Em 6 de março, o Departamento de Administração de Impostos e Taxas da Califórnia (CDTFA) e o Departamento de Veículos Motorizados (DMV) informaram ter aberto mais de 400 investigações sobre compradores de carros de luxo e iniciado quase 300 auditorias em concessionárias, em tentativa de recuperar milhões de dólares em receitas perdidas.
De acordo com o CDTFA, desde 2023 cerca de 2.500 vendas realizadas em quase 500 concessionárias do estado para clientes que alegaram usar os veículos em Montana provocaram perda superior a US$ 10 milhões por ano em arrecadação.
O gabinete do procurador-geral Rob Bonta apresentou denúncias contra 14 moradores da região da baía de São Francisco, acusados de participar de um esquema que envolveu mais de US$ 20 milhões em automóveis de luxo — entre eles modelos McLaren, Porsche e Ferrari — registrados fora do estado. Segundo a acusação, nenhum dos veículos foi remetido ou utilizado fora da Califórnia, resultando em suposta sonegação de mais de US$ 1,8 milhão em impostos.

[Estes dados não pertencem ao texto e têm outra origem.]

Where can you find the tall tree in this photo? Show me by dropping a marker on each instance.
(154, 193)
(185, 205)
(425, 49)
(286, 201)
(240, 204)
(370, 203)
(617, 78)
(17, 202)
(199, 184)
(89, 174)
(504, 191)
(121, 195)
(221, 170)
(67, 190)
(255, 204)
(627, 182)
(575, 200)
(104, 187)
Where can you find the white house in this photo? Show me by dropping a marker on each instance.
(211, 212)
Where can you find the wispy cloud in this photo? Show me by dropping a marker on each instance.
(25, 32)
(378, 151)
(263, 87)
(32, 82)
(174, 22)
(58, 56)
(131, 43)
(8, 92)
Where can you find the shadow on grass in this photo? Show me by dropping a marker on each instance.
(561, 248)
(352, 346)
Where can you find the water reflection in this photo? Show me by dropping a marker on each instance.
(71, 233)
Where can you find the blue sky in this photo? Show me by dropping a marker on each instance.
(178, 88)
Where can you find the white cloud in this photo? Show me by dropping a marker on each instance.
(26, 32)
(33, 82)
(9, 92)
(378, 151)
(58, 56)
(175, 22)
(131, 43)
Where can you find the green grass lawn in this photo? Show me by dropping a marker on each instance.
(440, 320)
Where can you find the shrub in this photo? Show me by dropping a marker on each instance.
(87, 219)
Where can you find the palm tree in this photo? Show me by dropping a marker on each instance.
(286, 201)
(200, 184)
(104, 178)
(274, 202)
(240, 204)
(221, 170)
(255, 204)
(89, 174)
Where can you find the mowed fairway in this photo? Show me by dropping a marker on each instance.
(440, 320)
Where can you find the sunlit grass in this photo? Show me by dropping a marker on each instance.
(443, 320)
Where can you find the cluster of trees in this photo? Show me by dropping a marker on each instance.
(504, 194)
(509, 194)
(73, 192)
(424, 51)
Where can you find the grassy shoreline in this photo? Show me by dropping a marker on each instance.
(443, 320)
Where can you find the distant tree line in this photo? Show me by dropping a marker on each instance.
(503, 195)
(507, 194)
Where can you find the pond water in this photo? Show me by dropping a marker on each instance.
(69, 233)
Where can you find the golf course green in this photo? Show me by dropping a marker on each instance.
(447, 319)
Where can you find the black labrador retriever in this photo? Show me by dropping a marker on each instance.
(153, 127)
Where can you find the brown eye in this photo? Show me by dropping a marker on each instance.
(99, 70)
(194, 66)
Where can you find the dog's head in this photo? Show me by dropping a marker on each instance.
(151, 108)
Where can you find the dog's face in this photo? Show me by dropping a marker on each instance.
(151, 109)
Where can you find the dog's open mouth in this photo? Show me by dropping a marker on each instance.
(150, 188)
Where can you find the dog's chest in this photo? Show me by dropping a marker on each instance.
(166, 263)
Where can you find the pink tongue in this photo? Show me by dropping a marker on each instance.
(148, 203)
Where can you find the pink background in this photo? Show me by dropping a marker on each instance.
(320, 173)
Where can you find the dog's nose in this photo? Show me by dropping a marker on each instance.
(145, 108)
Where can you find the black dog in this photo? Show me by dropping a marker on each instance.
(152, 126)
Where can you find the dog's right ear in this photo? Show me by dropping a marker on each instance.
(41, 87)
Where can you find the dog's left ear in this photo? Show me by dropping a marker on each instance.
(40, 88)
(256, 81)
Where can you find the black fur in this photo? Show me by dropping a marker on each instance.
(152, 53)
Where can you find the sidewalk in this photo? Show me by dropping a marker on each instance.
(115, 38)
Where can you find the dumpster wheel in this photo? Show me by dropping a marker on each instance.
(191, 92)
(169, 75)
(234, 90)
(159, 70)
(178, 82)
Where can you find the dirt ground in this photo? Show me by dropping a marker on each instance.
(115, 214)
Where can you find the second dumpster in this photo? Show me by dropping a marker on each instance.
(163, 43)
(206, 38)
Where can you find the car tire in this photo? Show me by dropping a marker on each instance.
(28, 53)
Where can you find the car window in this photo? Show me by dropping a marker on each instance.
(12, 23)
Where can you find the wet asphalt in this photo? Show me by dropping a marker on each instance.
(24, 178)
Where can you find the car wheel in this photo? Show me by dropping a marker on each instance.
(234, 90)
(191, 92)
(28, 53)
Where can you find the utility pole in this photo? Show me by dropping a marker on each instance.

“Estamos trabalhando para fechar essa brecha que corrói a base de receitas da Califórnia”, afirmou a diretora do CDTFA, Trista Gonzalez, em comunicado. Ela ressaltou que a arrecadação é essencial para financiar escolas, estradas, segurança pública e outros serviços.
Pela legislação californiana, o imposto sobre vendas é devido quando o veículo não é usado e mantido fora do estado por, no mínimo, 12 meses. Tentativas de burlar essa regra podem gerar multas de até 50% do valor devido.
Imagem: Kristine Parks FOXBusiness via foxbusiness.com
Em dezembro de 2024, o CDTFA enviou carta de advertência às concessionárias, lembrando que elas podem ser responsabilizadas se não mantiverem documentação de envio e entrega adequada ou se o carro não for efetivamente transportado para fora da Califórnia.
“Estamos lidando com valores muito altos nessas transações. Detectar apenas alguns casos já tem impacto significativo na receita que financia serviços vitais”, explicou Shannon Robinson, do CDTFA, ao Los Angeles Times.
A cobrança mais rigorosa ocorre em meio à saída de bilionários que buscam estados com menor carga tributária, diante de propostas que incluem imposto de 5% sobre patrimônios acima de US$ 1 bilhão. Projeções da Secretaria de Análise Legislativa indicam déficit de US$ 18 bilhões para os anos fiscais de 2026 e 2027.